Although the Letter is not a statement of the Commission and could be subject to change, it supplies a workable path for RIAs and Registered Funds that seek to offer crypto exposure by using STCs to custody Crypto Assets. As far as next steps, RIAs and Registered Funds should consult the new guidance and consider revisiting how they plan to custody Crypto Assets to ensure compliance with the Letter’s conditions.
Contacts
If you have any questions or would like more information on the issues discussed in this LawFlash, please contact any of the following:
[1] Simpson Thacher & Bartlett LLP, SEC No-Action Letter (Sept. 30, 2025).
[2] The custody provisions of the 1940 Act apply to a fund’s “securities and similar investments,” and the custody provisions of the Advisers Act apply to client “funds and securities” (each phrase as defined or interpreted in its respective Act and the rules thereunder).
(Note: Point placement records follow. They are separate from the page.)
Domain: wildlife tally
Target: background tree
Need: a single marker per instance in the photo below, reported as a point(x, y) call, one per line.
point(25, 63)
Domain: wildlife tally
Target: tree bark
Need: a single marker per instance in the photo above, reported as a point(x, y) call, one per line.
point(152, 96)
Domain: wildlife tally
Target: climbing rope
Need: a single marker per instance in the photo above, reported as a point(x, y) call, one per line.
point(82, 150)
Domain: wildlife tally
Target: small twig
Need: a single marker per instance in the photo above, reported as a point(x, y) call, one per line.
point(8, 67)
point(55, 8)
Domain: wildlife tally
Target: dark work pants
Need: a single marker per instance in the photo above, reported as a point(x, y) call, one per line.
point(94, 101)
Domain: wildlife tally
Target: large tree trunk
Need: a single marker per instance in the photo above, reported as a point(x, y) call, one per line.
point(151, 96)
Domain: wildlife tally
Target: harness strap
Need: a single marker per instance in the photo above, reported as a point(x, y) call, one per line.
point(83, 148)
The SEC Staff generally has required Registered Funds with foreign subsidiaries that hold commodities (known as Controlled Foreign Corporations) to treat such subsidiaries as if they are subject to the custody requirements of the 1940 Act and the rules thereunder. Registered Funds and their managers may want to consider the application of the Letter to these types of structures.
[3] Hester M. Peirce, Comm’r, Sec. & Exch. Comm’n, Out of the Gray Zone: Statement on The Division of Investment Management’s No-Action Letter Relating to the Custody of Crypto Assets with State Trust Companies (Sept. 30, 2025).
[4] Caroline A. Crenshaw, Comm’r, Sec. & Exch. Comm’n, Poking Holes: Statement in Response to No-Action Relief for State Trust Companies Acting as Crypto Asset Custodians (Sept. 30, 2025).
[5] Regulatory Flexibility Agenda, 90 Fed. Reg. 45,652 (Sept. 22, 2025). Crypto-related rule proposals include “Crypto Assets,” “Amendments to the Custody Rules,” “Transfer Agents,” “Crypto Market Structure Amendments” and “Amendments to Broker-Dealer Financial Responsibility and Recordkeeping and Reporting Rules.”
[6] Safeguarding Advisory Client Assets, 88 Fed. Reg. 14,672 (Mar. 9, 2023). Withdrawn on June 12, 2025. See, Withdrawal of Proposed Regulatory Actions, 90 Fed. Reg. 25,531 (June 17, 2025).